My thanks to Lovereading for providing an advance proof of this novel, due to be published 15 May 2015. The Lost Garden is the second book in Katharine Swartz’s Tales from Goswell series – the first is The Vicar’s Wife.

Gray Mountain by John Grisham

Years ago, well before I began this blog, I read many of John Grisham’s books and loved them. Then, somehow, he went off my radar, but when I saw Gray Mountain on display in the library I remembered how much I used to enjoy his books and borrowed it.

Gray Mountain

I don’t think he has changed much – this book is just as much a campaign against injustice and the misuse of power, about the good little guys against the big bad guys as his earlier books are. In this case it’s the big coal companies that come under the microscope, companies that are  ruining the environment by strip-mining in the Appalachian mountains. I was amazed to read the details – clear-felling the forests, scalping the earth and then blasting away the mountain tops to get at the coal. All the trees, topsoil and rocks are then dumped into the valleys, wiping out the vegetation, wildlife and streams. Gray Mountain is one of the mountains destroyed in this way.
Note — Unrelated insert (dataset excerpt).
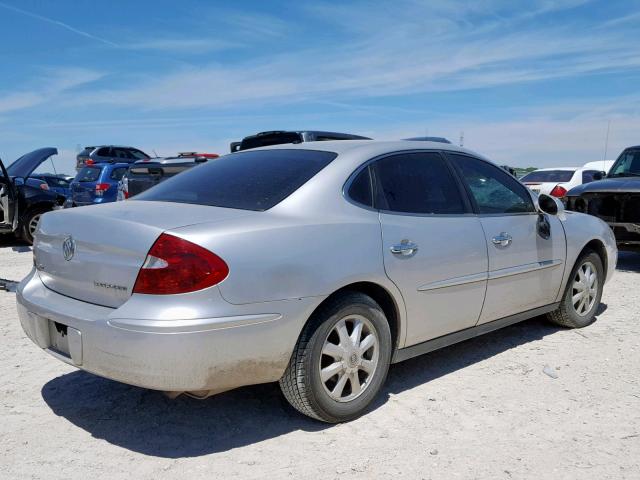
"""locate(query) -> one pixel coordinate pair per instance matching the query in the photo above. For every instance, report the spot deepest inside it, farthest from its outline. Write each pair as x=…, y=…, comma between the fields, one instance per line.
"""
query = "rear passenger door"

But this is running ahead in the book. It begins in 2008 when Samantha Kofer has lost her job as a highly paid third-year associate with New York’s largest law firm following the bankruptcy of the Lehman Brothers bank. One of the options open to her is to work for free for twelve months as an intern at the Mountain Legal Aid Clinic in Brady, Virginia, run by Mattie Wyatt.  After that there is the possibility that she could get her old job back.

Up until then Samantha had only worked in corporate law and had never been in a courtroom, but she soon became immersed in a variety of  cases, including meths dealers and people suffering from black lung disease.

Gray Mountain is owned by Mattie’s nephew, Donovan Gray, also a lawyer, who is taking on cases against the Big Coal companies.  One of the cases involves the Tate family, two little boys who were killed when a boulder from the rock clearance crashed into the trailer where they were sleeping.  Although Samantha is horrified by the situation and wants to help Donovan and his brother Jeff in their search for justice, she feels reluctant to get involved as Donovan’s  methods are sometimes not strictly legal – and she doesn’t feel she belongs in Brady. And there is still the opportunity for her to work in New York, when a former colleague offers her a job.

But she gets emotionally involved with the people and their problems and begins to like litigation:

This was the rush, the high, the narcotic that pushed trial lawyers to the brink. This was the thrill that Donovan sought when he refused to settle for cash on the table. This was the overdose of testosterone that inspired men like her father to dash around the world chasing cases. (page 197)

She has to decide whether to stay with the Clinic or take the job in New York, and she loves the city life. It’s not an easy decision, and it is not revealed until right at the very end of the book.

Although Gray Mountain doesn’t quite match up to my memories of Grisham’s earlier books, I still enjoyed it. At first I thought he was introducing too much detail about the coal companies’ mining practices, but I soon realised how essential it is to understanding the issues. At times it’s like reading a series of short stories, but the main theme is well maintained. I liked the view of the small town community, the mountain scenery, the legal cases large and small and the tension created by the danger of opposing the big coal companies.

Reading Challenge: Color Coded Reading Challenge, with the word ‘Gray’ in the title and the cover being mainly grey in colour it qualifies for the category a book with “Black” or any shade of black in the title/on the cover.